Di negara mana pun, termasuk Indonesia, yang menggunakan sistem pasar bebas, tujuan pertumbuhan ekonomi jauh lebih mudah dicapai dibandingkan dua hal tadi. Ini disebabkan dunia usaha, yang berorientasi pada profit dan yang selalu berpedoman pada peningkatan efisiensi terus-menerus, lebih mudah berkembang dalam iklim persaingan pasar bebas. Adalah tugas pemerintah, di negara mana pun juga, untuk memanfaatkan dan mengatur buah pertumbuhan ekonomi bagi kesejahteraan rakyatnya.
Kalau dewasa ini kita prihatin bahwa rakyat Indonesia masih jauh dari makmur, itu menunjukkan bahwa pemerintah tidak berhasil memanfaatkan pertumbuhan ekonomi bagi kesejahteraan rakyatnya. Artinya, hasil pertumbuhan ekonomi yang telah meningkatkan kekayaan golongan ekonomi ”kuat”, lebih banyak digunakan untuk penumpukan modal. Sedang yang dipergunakan untuk program-program pemerataan masih kurang.

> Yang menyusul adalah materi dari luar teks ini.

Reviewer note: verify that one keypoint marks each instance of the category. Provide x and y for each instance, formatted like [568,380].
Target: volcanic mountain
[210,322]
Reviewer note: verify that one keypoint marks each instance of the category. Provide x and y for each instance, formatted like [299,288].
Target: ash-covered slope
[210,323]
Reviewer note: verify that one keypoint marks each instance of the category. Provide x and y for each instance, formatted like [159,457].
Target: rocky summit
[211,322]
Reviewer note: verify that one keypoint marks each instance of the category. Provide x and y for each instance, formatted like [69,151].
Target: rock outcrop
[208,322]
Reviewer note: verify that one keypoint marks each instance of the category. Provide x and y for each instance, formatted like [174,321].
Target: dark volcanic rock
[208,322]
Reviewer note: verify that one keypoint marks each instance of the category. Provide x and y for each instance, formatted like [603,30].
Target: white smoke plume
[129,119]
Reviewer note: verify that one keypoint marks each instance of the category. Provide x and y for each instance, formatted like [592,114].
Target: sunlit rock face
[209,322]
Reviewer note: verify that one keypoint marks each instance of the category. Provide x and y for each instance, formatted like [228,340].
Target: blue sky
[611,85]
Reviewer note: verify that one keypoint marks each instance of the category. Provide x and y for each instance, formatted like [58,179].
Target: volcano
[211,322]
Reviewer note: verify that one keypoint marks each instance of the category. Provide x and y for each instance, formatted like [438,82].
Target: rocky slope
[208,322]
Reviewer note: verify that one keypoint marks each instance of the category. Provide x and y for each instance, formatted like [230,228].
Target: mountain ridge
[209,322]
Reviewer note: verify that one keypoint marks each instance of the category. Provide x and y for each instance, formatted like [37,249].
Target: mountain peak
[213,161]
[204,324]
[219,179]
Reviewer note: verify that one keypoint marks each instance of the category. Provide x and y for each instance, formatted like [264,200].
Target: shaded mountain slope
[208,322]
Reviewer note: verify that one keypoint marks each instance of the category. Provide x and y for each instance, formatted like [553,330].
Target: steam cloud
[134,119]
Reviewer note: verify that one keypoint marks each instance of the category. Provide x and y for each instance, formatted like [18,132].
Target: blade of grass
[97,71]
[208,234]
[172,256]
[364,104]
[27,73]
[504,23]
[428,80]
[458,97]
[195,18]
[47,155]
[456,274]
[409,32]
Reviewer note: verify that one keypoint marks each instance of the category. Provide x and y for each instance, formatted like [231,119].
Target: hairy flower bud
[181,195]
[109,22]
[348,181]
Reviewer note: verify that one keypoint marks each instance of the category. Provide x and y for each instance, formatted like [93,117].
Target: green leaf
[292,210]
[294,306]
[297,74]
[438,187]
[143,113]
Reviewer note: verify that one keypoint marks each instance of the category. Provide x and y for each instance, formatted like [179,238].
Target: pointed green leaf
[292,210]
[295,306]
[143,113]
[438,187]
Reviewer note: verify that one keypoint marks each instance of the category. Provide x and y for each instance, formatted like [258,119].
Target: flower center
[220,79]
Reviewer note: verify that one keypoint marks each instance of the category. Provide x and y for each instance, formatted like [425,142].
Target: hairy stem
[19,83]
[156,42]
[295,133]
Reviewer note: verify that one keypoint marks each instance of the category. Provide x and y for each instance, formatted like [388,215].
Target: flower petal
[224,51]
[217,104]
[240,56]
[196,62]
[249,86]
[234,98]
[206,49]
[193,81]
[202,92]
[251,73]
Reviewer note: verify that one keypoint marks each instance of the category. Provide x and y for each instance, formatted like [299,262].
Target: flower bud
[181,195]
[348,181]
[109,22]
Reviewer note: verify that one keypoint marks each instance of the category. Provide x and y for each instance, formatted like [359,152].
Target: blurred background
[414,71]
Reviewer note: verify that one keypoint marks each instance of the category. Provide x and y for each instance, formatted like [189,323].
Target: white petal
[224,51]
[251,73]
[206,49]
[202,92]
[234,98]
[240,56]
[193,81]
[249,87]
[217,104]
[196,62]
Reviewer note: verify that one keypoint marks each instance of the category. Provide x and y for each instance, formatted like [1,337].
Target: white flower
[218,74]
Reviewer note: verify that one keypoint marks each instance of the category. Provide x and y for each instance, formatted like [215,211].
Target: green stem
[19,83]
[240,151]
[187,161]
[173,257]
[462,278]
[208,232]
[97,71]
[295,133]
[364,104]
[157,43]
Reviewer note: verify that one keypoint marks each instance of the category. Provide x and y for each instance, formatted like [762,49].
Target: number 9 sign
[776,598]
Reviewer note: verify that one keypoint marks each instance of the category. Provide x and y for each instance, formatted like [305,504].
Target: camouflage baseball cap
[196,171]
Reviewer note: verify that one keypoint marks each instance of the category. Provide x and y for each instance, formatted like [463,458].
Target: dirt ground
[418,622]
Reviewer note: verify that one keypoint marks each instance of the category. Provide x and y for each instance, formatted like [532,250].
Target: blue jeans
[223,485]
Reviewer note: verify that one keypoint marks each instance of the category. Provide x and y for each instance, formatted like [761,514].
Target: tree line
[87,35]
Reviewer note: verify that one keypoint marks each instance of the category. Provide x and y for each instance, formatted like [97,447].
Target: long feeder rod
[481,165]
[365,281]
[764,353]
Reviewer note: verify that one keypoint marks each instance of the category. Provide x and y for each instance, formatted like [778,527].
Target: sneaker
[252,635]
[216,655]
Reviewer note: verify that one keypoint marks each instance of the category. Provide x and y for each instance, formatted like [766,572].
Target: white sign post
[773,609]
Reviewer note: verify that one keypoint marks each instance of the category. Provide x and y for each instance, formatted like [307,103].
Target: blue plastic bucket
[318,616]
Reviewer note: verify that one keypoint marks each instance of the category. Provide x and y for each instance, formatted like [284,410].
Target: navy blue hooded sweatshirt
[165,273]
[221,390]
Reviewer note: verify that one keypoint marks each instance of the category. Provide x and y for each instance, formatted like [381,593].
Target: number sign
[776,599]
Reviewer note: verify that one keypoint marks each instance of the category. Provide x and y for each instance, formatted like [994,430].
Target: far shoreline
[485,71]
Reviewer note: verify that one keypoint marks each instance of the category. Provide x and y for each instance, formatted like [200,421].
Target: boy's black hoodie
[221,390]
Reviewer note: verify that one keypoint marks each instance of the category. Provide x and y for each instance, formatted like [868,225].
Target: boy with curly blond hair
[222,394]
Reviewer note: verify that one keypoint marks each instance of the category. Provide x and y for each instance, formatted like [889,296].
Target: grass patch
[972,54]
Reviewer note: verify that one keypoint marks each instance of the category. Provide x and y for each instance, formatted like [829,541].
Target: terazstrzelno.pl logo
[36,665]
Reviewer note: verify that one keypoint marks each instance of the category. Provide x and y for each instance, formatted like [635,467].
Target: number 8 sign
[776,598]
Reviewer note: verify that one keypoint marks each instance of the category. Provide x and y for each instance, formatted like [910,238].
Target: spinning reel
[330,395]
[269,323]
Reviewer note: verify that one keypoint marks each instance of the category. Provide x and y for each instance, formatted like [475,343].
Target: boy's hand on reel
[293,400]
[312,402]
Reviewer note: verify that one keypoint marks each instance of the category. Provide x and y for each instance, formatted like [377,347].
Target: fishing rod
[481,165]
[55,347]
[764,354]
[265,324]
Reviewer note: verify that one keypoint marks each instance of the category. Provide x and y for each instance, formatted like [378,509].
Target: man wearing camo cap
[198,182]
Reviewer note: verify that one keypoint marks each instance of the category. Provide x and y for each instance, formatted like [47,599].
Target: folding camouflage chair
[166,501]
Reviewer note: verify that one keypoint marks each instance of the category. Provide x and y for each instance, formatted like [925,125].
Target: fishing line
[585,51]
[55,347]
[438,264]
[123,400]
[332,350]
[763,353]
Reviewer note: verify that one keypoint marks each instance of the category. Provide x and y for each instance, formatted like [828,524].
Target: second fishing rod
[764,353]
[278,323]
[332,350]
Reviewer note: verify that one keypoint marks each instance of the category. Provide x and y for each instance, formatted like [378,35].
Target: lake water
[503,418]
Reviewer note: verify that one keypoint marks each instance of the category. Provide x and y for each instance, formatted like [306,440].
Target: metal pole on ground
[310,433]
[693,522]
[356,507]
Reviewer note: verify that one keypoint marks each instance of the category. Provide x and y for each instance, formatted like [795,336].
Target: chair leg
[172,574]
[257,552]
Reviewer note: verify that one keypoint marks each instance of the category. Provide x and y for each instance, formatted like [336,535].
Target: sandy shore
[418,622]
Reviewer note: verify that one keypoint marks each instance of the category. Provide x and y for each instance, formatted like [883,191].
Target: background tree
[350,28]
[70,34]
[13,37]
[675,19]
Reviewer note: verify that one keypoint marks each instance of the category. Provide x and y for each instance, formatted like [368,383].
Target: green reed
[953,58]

Perkembangan koperasi sebenarnya memerlukan kondisi sistem ekonomi yang memihak pada ”si miskin”, sehingga ada ruang gerak bagi pengembangan kegiatan koperasi. Tetapi strategi pembangunan kita lebih berorientasi pada pertumbuhan yang tinggi, secara tidak langsung ia memihak pada yang kuat karena peranannya sangat besar bagi per-tumbuhan. Sebagai contoh, lihat saja UU Sumber Daya Air dan UU Pertambangan di Kawasan Hutan. Dua UU ini lebih mengutamakan prinsip kapitalisme ketimbang kemakmuran rakyat. Inilah yang mungkin membuat koperasi tidak berkembang.
Indonesia memang bukan menganut kapitalisme, istilah yang dipakai untuk menamai sistem ekonomi Barat sejak runtuhnya feodalisme pada abad ke-16. Tetapi dalam kehidupan sehari-hari, kita sulit lepas darinya. Saham, bursa efek, suku bunga, hak paten, dan lainnya merupakan produk kapitalis. Bahkan Bukopin, yang sahamnya dimiliki induk koperasi, justru memanfaatkan pasar modal untuk mendapatkan dana murah. Padahal semua orang tahu,

pasar modal adalah salah satu simbol dari sistem kapitalisme.